Let’s fix the parameter values for all $K$ people and do a histogram of the simulated times. They match the shape of the intensity function over the interval $[T_0, T_1)$, scaled to unit area, i.e. $\frac{\lambda(t)}{\big(\Lambda(T_1)-\Lambda(T_0) \big)}$. Run more samples to convince yourself – or also calculate the Wasserstein distance of the empirical and theoretical distribution, as described in the numerical analyses in the nhppp paper.

if(nchar(system.file(package = 'ggplot2'))>0) {
  pop2 <- setDT(list(id = 1:10000)) 
  pop2[, `:=`(
    T0 = 20, 
    T1 = 100, 
    a = 2.78, 
    s = 74
  )]
  setindex(pop2, id)
  pop2
  
  ## re-define functions to use `pop2` by default 
  ##    clunckiness of `nhppp` -- help us improve it!
  l  <- function(t, a = pop2$a, s = pop2$s, ...) a/s * (t/s)^(a-1)
  L  <- function(t, a = pop2$a, s = pop2$s, ...) (t/s)^a
  Li <- function(z, a = pop2$a, s = pop2$s, ...)  s * z^(1/a)
  
  ## get all times (full trajectories)
  Z <- nhppp::vdraw_cumulative_intensity(
      Lambda = L,
      Lambda_inv = Li,
      t_min = pop2$T0,
      t_max = pop2$T1,
      atmost1 = FALSE
    )
  
  ## ignore non-realized times 
  Z <- as.vector(Z)
  Z <- Z[!is.na(Z)]
  
  x <- seq(from = 20, to = 100, length.out = 100)
  ## normalize the hazard rate to have area 1 between 20 and 100
  y <- l(x, a = pop2$a[1], s = pop2$s[1]) / (
        L(100, a = pop2$a[1], s = pop2$s[1]) - 
        L(20, a = pop2$a[1], s = pop2$s[1])
       )
  
  
  library(ggplot2)
  ggplot(xlim = c(0, 110)) +
    geom_histogram(
      aes(x = Z, y = after_stat(density)), 
      bins = 100, 
      fill = "gray", 
      color = "white") +
    geom_line(
      aes(x = x, y = y), 
      color = "red"
    ) +
    labs(title = "Histogram of all simulated Weibull times", x = "Time", y = "Empirical and theoretical density")
}

Acknowledgments

Thanks to Fernando Alarid-Escudero for providing the numerical example in this vignette.

Bibliography

Trikalinos TA, Sereda Y. nhppp: Simulating Nonhomogeneous Poisson Point Processes in R. arXiv preprint arXiv:2402.00358. 2024 Feb 1.

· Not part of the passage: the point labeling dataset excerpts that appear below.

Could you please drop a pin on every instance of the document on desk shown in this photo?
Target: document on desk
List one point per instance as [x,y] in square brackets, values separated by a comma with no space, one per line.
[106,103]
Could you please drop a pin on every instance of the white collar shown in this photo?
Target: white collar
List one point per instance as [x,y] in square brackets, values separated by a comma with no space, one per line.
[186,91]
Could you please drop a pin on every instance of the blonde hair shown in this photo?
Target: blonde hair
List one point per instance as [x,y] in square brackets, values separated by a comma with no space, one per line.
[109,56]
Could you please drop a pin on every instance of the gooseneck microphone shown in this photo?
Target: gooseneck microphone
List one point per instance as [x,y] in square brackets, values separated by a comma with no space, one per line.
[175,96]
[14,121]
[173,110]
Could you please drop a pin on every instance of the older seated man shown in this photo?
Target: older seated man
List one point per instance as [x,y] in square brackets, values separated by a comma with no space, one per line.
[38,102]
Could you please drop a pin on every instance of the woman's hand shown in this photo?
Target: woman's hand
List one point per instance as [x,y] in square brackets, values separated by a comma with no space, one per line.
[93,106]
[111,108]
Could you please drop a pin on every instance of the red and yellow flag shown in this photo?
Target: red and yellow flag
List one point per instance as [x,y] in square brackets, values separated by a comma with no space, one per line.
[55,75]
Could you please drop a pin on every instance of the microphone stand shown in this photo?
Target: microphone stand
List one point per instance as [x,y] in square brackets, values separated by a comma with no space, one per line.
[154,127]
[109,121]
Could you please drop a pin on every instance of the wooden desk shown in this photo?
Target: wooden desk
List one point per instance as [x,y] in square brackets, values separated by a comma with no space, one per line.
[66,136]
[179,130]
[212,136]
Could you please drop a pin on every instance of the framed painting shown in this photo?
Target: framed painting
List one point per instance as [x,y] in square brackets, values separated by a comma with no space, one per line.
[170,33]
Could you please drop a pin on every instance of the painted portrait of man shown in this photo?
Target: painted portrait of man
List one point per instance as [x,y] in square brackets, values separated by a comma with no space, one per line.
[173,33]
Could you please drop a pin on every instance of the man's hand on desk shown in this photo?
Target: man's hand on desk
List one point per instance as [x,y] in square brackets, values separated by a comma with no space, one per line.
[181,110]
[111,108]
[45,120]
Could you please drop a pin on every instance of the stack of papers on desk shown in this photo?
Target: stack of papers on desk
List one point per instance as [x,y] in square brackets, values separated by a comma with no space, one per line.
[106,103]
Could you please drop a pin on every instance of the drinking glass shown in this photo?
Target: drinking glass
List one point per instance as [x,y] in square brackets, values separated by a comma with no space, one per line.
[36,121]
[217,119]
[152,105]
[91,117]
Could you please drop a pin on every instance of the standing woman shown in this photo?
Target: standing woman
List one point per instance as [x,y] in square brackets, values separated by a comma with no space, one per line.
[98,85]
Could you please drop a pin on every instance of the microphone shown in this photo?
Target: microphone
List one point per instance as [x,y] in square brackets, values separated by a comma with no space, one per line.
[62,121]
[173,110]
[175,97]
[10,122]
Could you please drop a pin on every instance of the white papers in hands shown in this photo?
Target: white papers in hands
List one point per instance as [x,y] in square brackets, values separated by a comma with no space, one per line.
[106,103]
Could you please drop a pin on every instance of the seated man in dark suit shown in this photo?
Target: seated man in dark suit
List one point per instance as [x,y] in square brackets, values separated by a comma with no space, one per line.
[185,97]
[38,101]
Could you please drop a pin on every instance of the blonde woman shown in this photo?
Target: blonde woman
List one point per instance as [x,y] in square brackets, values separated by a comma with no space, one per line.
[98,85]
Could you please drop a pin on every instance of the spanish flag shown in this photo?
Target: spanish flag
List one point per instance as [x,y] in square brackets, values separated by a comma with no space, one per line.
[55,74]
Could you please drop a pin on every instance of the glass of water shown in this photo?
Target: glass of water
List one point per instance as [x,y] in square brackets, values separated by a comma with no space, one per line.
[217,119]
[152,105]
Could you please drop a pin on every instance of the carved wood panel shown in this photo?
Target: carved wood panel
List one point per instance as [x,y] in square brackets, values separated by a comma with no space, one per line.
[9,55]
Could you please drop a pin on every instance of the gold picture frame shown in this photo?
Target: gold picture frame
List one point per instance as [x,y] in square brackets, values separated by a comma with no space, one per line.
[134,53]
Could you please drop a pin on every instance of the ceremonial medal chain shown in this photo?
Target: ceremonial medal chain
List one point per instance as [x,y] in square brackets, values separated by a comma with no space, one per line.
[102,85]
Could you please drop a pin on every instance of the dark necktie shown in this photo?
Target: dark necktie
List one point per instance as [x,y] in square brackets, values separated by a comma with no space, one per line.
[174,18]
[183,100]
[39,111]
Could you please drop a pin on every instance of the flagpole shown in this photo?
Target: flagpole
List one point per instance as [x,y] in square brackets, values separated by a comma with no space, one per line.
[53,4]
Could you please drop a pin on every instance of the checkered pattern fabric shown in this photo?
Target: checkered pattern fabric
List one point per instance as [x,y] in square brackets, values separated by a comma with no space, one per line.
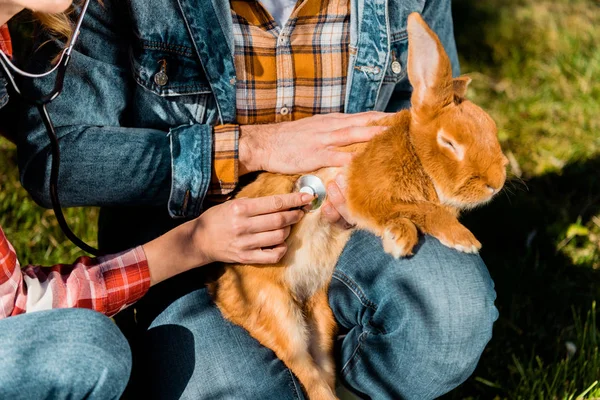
[284,73]
[5,42]
[105,284]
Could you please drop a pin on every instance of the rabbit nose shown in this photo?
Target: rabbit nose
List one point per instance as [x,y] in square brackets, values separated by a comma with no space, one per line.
[491,189]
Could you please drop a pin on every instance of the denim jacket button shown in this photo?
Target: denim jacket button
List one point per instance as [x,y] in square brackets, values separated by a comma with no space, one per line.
[160,78]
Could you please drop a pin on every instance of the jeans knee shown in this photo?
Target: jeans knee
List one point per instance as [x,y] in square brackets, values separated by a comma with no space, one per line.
[446,320]
[98,344]
[76,353]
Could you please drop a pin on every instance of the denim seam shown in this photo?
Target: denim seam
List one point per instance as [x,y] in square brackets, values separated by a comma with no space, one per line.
[174,48]
[351,360]
[194,89]
[345,279]
[294,386]
[398,36]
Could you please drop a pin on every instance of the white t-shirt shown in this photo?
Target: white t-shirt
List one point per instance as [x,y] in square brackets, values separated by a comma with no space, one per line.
[279,9]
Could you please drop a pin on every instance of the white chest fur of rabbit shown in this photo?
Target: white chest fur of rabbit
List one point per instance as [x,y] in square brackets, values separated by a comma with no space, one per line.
[437,158]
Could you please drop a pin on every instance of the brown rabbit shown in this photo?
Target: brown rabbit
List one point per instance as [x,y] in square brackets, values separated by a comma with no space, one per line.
[434,160]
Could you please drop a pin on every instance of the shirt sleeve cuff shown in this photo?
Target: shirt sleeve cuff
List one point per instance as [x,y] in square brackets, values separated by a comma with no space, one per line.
[126,278]
[191,168]
[224,176]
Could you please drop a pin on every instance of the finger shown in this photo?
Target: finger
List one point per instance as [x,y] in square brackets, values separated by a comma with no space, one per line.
[267,239]
[271,222]
[267,256]
[365,118]
[356,134]
[330,122]
[271,204]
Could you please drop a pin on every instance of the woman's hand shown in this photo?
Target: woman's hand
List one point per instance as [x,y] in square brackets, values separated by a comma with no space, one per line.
[9,8]
[305,145]
[250,231]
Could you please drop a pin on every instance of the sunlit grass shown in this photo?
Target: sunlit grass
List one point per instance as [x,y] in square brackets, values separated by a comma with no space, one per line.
[33,231]
[536,69]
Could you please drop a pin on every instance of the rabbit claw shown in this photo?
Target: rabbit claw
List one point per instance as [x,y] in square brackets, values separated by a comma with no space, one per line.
[399,242]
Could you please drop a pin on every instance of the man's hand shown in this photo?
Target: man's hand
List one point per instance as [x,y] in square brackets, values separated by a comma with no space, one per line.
[305,145]
[9,8]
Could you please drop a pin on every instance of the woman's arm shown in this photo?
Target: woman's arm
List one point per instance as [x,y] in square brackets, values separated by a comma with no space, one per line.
[105,161]
[244,230]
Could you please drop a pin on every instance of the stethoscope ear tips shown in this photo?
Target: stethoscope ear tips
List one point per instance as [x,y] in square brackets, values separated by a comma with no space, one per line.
[313,185]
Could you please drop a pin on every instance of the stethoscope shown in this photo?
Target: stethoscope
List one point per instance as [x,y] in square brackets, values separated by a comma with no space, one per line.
[307,183]
[41,102]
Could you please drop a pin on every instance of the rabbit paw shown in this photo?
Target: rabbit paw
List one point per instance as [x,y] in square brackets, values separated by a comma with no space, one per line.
[459,238]
[399,240]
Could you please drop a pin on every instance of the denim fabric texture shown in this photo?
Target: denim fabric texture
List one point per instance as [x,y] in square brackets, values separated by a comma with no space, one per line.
[140,147]
[62,354]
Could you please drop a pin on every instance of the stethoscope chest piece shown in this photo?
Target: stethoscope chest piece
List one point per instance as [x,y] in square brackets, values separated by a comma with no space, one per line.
[312,184]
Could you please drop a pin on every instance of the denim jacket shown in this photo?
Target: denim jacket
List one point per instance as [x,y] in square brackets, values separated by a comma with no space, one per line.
[129,138]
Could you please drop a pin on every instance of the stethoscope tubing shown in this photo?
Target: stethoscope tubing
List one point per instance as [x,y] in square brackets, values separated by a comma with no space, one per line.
[60,69]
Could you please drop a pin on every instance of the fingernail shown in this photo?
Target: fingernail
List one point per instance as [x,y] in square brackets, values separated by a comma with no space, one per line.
[306,197]
[332,189]
[341,181]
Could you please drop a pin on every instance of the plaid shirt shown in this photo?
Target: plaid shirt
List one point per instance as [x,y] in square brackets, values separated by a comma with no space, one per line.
[5,42]
[105,284]
[283,73]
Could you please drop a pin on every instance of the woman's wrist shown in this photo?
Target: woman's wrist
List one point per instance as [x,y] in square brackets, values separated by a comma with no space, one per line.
[175,252]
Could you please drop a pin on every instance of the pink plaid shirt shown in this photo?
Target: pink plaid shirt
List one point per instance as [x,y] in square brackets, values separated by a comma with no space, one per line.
[106,284]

Trikalinos TA, Sereda Y. The nhppp package for simulating non-homogeneous Poisson point processes in R. PLoS One. 2024 Nov 21;19(11):e0311311.

Marshall AW, Olkin I. “The Weibull distribution” (p 321 in Life distributions Springer, New York; 2007.

Since the publication of the paper, the syntax and options of the nhppp package have evolved. To reproduce the code in the paper, you have to install the version of nhppp used in the paper. Alternatively, take a look at the vignettes, which are written to work with the current package.